For each drilling site, there are thousands of different equipment operating simultaneously 24/7. For the oil & gas industry, the downtime can cost millions of dollars daily. As current standard practice, the majority of the equipment are on scheduled maintenance with standby units to reduce the downtime. Scheduled maintenance treats each equipment similarly with simple metrics, such as calendar time or operating time. Using machine learning models to predict equipment failure time accurately can help the business schedule the predictive maintenance accordingly to reduce the downtime and maintenance cost. We have huge sets of time series data and maintenance records in the system, but they are inconsistent with low quality. One particular challenge we have is that the data is not continuous and we need to go through the whole data set to find where the data are continuous over some specified window. Transforming the data for different time windows also presents a challenge: how can we quickly pick the optimized window size among the various choices available and perform transformation in parallel? Data transformations such as the Fourier transforms or wavelet transforms are time consuming and we have to parallelize the operation. We adopted Spark dataframes on Databricks for our computation.

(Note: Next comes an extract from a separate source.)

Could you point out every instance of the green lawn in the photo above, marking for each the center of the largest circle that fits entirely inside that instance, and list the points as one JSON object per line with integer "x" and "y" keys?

Here are the two major steps we took to carry out the efficient distributed computing for our data transformations:

1. Identify which segments have continuous data by scanning through a sub-sampled data set.
2. Pick different windows and transform data within the window.
3. Transform each window column into one cell as a list.
4. Preserve the order of the data in each cell by collecting the timestamp and the corresponding parameter as a list of dictionaries, and then reorder the list based on the timestamp element in the dictionaries.